Едва я успел прочесть это, Агия прыгнула ко мне, выхватила записку и швырнула ее вниз, за край помоста. Некоторое время она стояла передо мной, глядя то мне в лицо, то — на «Терминус Эст», который, уже в собранном виде, стоял, прислоненный к подлокотнику кушетки. Быть может, она боялась, что я отрублю ей голову и брошу ее следом за запиской. Но я не двигался с места, и тогда она сказала:
— Ты прочел ее? Северьян, скажи, что — нет!
— Прочел. Но не понял.
— Тогда и не думай о ней больше!
— Да успокойся ты хоть ненадолго! Она и предназначалась-то не мне. Скорее, ее подбросили тебе — но, коль так, отчего положили там, где она была не видна никому, кроме меня? Агия, у тебя есть дети? Сколько тебе лет?
— Двадцать три. Да, более чем достаточно, однако детей у меня нет. Если не веришь, взгляни на мой живот.
Я хотел было подсчитать в уме, но обнаружил, что не имею ни малейшего понятия о том, когда у женщин наступает зрелость.
— Когда у тебя впервые была менструация?
— В тринадцать. Значит, первого могла бы родить в четырнадцать. Ты это хотел высчитать?

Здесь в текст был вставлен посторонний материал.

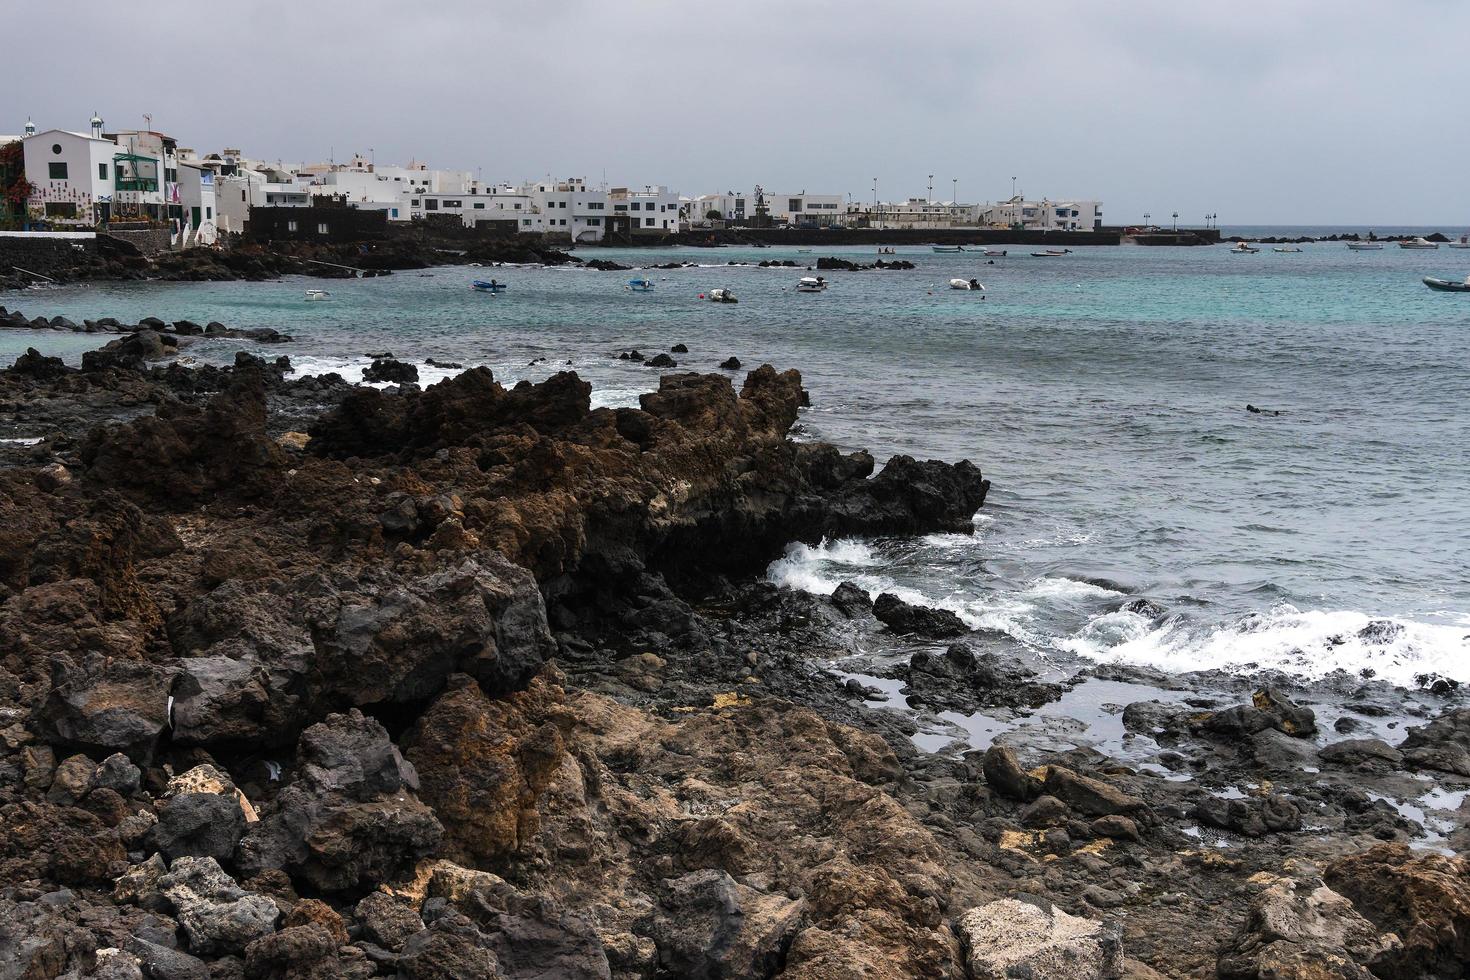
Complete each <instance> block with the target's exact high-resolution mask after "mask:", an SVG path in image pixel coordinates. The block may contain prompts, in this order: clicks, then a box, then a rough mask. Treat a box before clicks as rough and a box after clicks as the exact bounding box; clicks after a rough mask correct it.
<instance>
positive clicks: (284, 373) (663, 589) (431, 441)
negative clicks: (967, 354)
mask: <svg viewBox="0 0 1470 980" xmlns="http://www.w3.org/2000/svg"><path fill="white" fill-rule="evenodd" d="M175 326H176V325H175ZM201 329H204V331H206V332H207V329H209V328H201ZM154 334H157V335H159V336H160V338H162V336H165V335H173V336H175V338H176V339H187V338H188V336H193V326H191V325H185V326H184V328H182V331H181V332H178V334H175V332H168V331H166V332H157V331H154ZM123 341H125V344H128V345H126V347H118V348H113V354H109V356H107V357H106V359H101V360H98V359H94V360H93V363H90V364H88V366H84V367H82V369H79V370H78V369H71V367H66V366H65V364H56V363H50V361H49V359H43V357H40V356H32V354H26V356H25V357H22V359H21V361H19V363H18V364H16V367H13V369H10V370H6V372H0V410H3V411H9V413H22V414H25V416H26V419H28V423H34V425H37V426H40V428H43V429H44V435H46V436H47V438H46V441H44V442H41V444H40V445H37V447H29V450H26V453H25V454H24V455H19V457H7V458H6V460H4V463H7V464H6V466H3V467H0V517H3V522H0V538H3V542H4V548H0V974H3V976H12V974H13V976H35V977H57V976H68V974H69V976H78V977H81V976H129V977H131V976H147V977H209V976H251V977H254V976H260V977H275V976H295V977H315V976H322V977H326V976H350V977H372V976H385V977H442V976H476V977H478V976H504V977H538V979H539V977H550V976H557V977H562V976H566V977H598V979H603V977H606V979H613V977H617V979H620V980H622V979H628V980H632V979H634V977H639V979H647V977H675V976H709V977H716V976H719V977H736V976H739V977H744V976H754V977H767V976H789V977H823V979H825V977H858V976H863V977H916V976H922V977H956V979H958V977H986V976H1036V977H1041V976H1048V977H1152V976H1170V977H1173V976H1179V977H1208V976H1219V977H1326V976H1333V977H1336V976H1344V977H1420V976H1430V977H1452V976H1461V973H1457V970H1458V971H1463V964H1464V962H1466V961H1467V959H1470V949H1467V948H1466V945H1464V936H1467V934H1470V886H1467V882H1470V873H1467V870H1466V862H1464V858H1461V857H1455V854H1457V852H1461V851H1463V849H1464V848H1466V846H1467V845H1470V833H1467V830H1466V826H1467V810H1466V805H1464V801H1466V798H1467V795H1470V792H1467V790H1470V776H1467V774H1470V763H1466V760H1467V758H1470V721H1467V718H1470V714H1467V711H1466V708H1464V707H1463V702H1461V701H1460V698H1461V695H1460V693H1458V692H1457V691H1454V689H1446V691H1433V689H1429V688H1426V691H1424V692H1417V693H1414V695H1408V693H1404V692H1395V691H1392V689H1388V688H1386V686H1383V685H1380V683H1376V682H1373V680H1370V679H1363V677H1336V679H1332V680H1330V682H1324V683H1323V685H1319V686H1299V685H1294V683H1292V682H1289V679H1266V680H1269V682H1248V680H1241V679H1230V677H1219V676H1197V677H1188V679H1179V677H1167V676H1163V674H1158V673H1155V671H1144V670H1133V669H1123V667H1097V666H1091V667H1086V666H1085V664H1080V663H1073V661H1067V660H1064V658H1061V657H1057V660H1055V663H1053V664H1050V666H1038V664H1036V663H1035V661H1025V660H1022V658H1020V657H1019V655H1017V648H1016V645H1014V644H1013V642H1011V641H1010V639H1008V638H1005V636H1001V635H992V633H988V632H985V630H975V629H970V626H969V624H967V623H966V621H964V620H961V619H960V617H958V616H956V614H954V613H947V611H944V610H933V608H925V607H922V605H913V604H910V602H906V601H903V599H901V598H898V597H892V595H879V597H872V595H870V594H869V592H866V591H864V589H861V588H858V586H857V585H854V583H844V585H841V586H838V588H836V589H835V591H833V594H832V595H807V594H797V592H791V591H788V589H781V588H776V586H773V585H770V583H767V582H764V580H760V576H761V573H763V570H764V569H766V566H767V564H769V563H770V561H772V560H775V558H776V557H779V555H781V554H782V550H784V548H785V547H786V545H788V544H789V542H792V541H804V542H811V544H814V542H817V541H820V539H822V538H823V536H844V535H864V536H875V538H876V536H888V535H895V536H903V535H916V533H931V532H950V533H956V532H960V533H967V532H969V530H970V529H972V526H973V525H972V516H973V514H975V511H976V508H979V507H980V505H983V501H985V495H986V491H988V482H986V480H985V479H983V478H982V475H980V472H979V469H978V467H975V466H973V464H970V463H956V464H950V463H939V461H923V460H913V458H908V457H895V458H892V460H889V461H888V463H886V464H885V466H883V467H882V469H881V470H879V472H878V475H876V476H875V470H878V466H876V463H875V460H873V458H872V457H869V455H867V454H866V453H839V451H838V450H836V448H833V447H828V445H822V444H807V442H794V441H792V439H789V438H788V436H789V432H791V429H792V426H794V425H795V422H797V419H798V416H800V413H801V410H803V407H804V406H806V404H807V394H806V391H804V389H803V386H801V379H800V375H797V373H795V372H778V370H775V369H773V367H769V366H761V367H759V369H756V370H751V372H748V373H747V375H745V376H744V378H742V379H741V381H739V382H738V383H732V378H731V375H729V373H725V375H700V373H673V372H670V373H666V375H663V376H661V378H660V381H659V388H657V391H653V392H650V394H647V395H644V398H642V400H641V404H639V407H638V408H592V407H591V392H589V386H588V385H587V383H585V382H582V381H581V379H579V378H576V375H572V373H562V375H556V376H553V378H550V379H548V381H545V382H541V383H520V385H516V386H513V388H506V386H503V385H500V383H498V382H497V381H495V379H494V376H492V375H491V373H490V372H488V370H484V369H478V370H469V372H463V373H460V375H457V376H456V378H451V379H448V381H445V382H440V383H437V385H431V386H428V388H422V389H420V388H417V386H416V385H403V386H400V388H392V389H376V388H363V386H353V385H347V383H344V382H341V379H297V378H293V376H291V372H290V363H282V361H266V360H262V359H254V357H248V356H244V357H241V359H240V360H237V361H235V364H232V366H231V367H198V369H191V367H187V366H182V364H178V363H166V366H163V364H165V363H163V361H150V360H148V357H147V350H153V348H151V344H153V341H151V339H150V338H147V336H141V334H138V335H134V334H129V335H128V336H125V338H123ZM159 344H160V345H163V341H162V339H159ZM639 357H641V356H639ZM410 367H412V366H410ZM22 410H24V411H22ZM12 417H15V416H12ZM31 420H37V422H31ZM925 749H935V751H925ZM1017 971H1020V973H1017ZM1028 971H1029V973H1028Z"/></svg>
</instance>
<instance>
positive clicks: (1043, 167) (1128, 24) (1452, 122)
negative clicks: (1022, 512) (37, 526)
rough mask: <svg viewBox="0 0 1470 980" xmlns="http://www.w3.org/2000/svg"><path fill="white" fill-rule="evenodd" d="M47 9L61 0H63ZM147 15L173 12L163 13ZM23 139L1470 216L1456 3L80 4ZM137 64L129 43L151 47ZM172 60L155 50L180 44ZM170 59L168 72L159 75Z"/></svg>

— Да. Сейчас ребенку было бы девять… Будучи достаточно смышленым, он вполне мог бы написать подобную записку. Хочешь, скажу тебе, что в ней было?
— Нет!
— Как по-твоему, сколько лет Доркас? Восемнадцать? Девятнадцать?
— Северьян, что бы там ни было — выкинь эту записку из головы!
— Агия, шутки кончены. Ты — женщина. Сколько ей лет?
Агия поджала губы.
— Я бы сказала, что этой мелюзге лет шестнадцать-семнадцать. Она — сама еще ребенок.
Наверное, все вы замечали, что, стоит заговорить о ком-либо отсутствующем, как он тут же является, точно фантом, услышавший зов колдуна. Ширмы раздвинулись, и Доркас предстала перед нами — уже не в привычном облике жалкого, измазанного илом существа, но — полногрудой, стройной, грациозной девушки. Мне приходилось видеть кожу и побелее, но то была лишь болезненная бледность, тогда как кожа Доркас, казалось, сияла здоровьем. Волосы ее оказались золотисто-русыми, а глаза, как и раньше, были темно-голубыми, точно Мировая Река Уроборос из моего сна. Увидев обнаженную Агию, она хотела было вновь скрыться за ширмой, но тело толстухи служанки загородило проход.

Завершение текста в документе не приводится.